This should go without saying, but only take off one leg at a time. Securely replace the leg where it belongs after you've finished installing the caster.

Installing the caster

piano caster replacement kit and hardware
Now that you have easy access to your old casters, it's time to remove them. Carefully unscrew them from the bottom of your piano leg. If the screws are very old, you'll want to be careful not to break them off or strip the hardware. 

Remove the caster and all the old hardware. Remember to brush out debris before attaching the new one, especially if you're using a stem-mounted caster.

Take this opportunity to double-check that you've selected the right size for your new casters. Measure the mounting plate and ensure that your new wheels are the same size as the old ones.

When replacing with plate casters, you'll see that the new one will fit right inside a rectangular recess made just for the caster. If this isn't the case or you've decided to replace stem-mounted casters with plate casters, make sure the plate will be large enough to go over the old hole. 

With stem casters, make sure the stem is very tight in the piano leg. There should be absolutely no play or wiggle room, otherwise the wheel will break off and go flying from the weight of your piano. Hammer in the included bushings to make the stem fit perfectly, if necessary for a tight fit.

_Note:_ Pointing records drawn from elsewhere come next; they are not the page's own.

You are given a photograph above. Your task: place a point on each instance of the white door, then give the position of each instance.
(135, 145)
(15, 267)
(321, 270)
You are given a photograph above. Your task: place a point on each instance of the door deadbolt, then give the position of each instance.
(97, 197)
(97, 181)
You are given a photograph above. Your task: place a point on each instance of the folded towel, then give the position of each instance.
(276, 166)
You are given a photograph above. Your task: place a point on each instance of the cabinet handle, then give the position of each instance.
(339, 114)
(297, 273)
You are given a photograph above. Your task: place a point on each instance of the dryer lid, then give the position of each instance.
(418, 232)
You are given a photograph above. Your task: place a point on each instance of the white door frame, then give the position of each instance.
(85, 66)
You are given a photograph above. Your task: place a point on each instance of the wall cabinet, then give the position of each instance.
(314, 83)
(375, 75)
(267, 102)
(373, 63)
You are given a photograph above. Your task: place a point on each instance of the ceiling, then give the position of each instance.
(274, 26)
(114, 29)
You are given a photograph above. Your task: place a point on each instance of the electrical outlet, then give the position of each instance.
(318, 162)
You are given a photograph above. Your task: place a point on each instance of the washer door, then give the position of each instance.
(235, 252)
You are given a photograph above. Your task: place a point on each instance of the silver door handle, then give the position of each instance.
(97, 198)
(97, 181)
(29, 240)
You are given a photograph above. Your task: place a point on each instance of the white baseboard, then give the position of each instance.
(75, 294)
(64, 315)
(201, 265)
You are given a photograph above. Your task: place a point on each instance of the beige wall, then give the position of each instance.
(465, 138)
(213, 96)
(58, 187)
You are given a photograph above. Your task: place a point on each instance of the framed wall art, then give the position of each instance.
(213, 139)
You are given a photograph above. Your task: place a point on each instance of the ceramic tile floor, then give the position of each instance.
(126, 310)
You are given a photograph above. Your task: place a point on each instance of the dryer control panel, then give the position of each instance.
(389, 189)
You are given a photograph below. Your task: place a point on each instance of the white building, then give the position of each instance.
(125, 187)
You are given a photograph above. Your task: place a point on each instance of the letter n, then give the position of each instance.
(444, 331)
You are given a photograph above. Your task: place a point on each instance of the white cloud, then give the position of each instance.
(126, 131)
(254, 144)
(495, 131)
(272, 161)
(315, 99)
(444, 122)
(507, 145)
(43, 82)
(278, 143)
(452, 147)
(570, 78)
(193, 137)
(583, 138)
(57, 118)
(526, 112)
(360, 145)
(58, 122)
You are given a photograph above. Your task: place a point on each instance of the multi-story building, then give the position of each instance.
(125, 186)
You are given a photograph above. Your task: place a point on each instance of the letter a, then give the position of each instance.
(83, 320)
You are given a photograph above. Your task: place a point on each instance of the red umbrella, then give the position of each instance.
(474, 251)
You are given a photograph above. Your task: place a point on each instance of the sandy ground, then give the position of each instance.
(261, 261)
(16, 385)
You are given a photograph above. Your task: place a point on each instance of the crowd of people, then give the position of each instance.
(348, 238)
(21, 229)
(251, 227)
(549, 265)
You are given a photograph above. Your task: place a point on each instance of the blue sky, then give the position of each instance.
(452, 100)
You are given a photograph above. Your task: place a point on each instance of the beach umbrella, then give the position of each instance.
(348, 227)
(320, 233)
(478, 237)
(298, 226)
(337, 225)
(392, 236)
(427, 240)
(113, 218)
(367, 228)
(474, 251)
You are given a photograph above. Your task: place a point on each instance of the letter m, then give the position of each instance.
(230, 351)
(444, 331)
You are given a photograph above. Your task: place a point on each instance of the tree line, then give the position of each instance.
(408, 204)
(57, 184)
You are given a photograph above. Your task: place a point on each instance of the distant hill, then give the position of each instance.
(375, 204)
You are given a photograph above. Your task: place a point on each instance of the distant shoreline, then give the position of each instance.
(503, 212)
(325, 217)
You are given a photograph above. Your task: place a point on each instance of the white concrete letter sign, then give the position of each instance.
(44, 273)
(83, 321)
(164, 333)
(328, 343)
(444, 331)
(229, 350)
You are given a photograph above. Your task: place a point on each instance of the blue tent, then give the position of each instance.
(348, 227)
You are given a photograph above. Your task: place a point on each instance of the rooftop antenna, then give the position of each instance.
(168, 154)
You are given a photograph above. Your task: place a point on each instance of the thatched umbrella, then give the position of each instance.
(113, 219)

When you're ready to attach the mounting plate, make sure everything is aligned just right. You can use shims (cardstock washer-like discs) to lift up the plate if it's too low, or sand the bottom of the leg to raise it up. 

Now screw the plate into the piano. If the old screw holes are still in good shape, you can use these, or you may wish to drill new holes.

If you're using a stem-mounted caster, pop the wheel in place. The wheel should rotate freely and leave a little bit of clearance so the piano doesn't drag. You can add a drop of lubricating oil like 3-in-1 if necessary.

Now, once you have your casters replaced, you'll want to protect your floors from the weight. Place caster cups on the floor under the wheels to distribute the weight. These are easy to use, come in a rainbow of colors, and keep your piano from sliding. Learn more about using caster cups here or shop from our huge selection right here!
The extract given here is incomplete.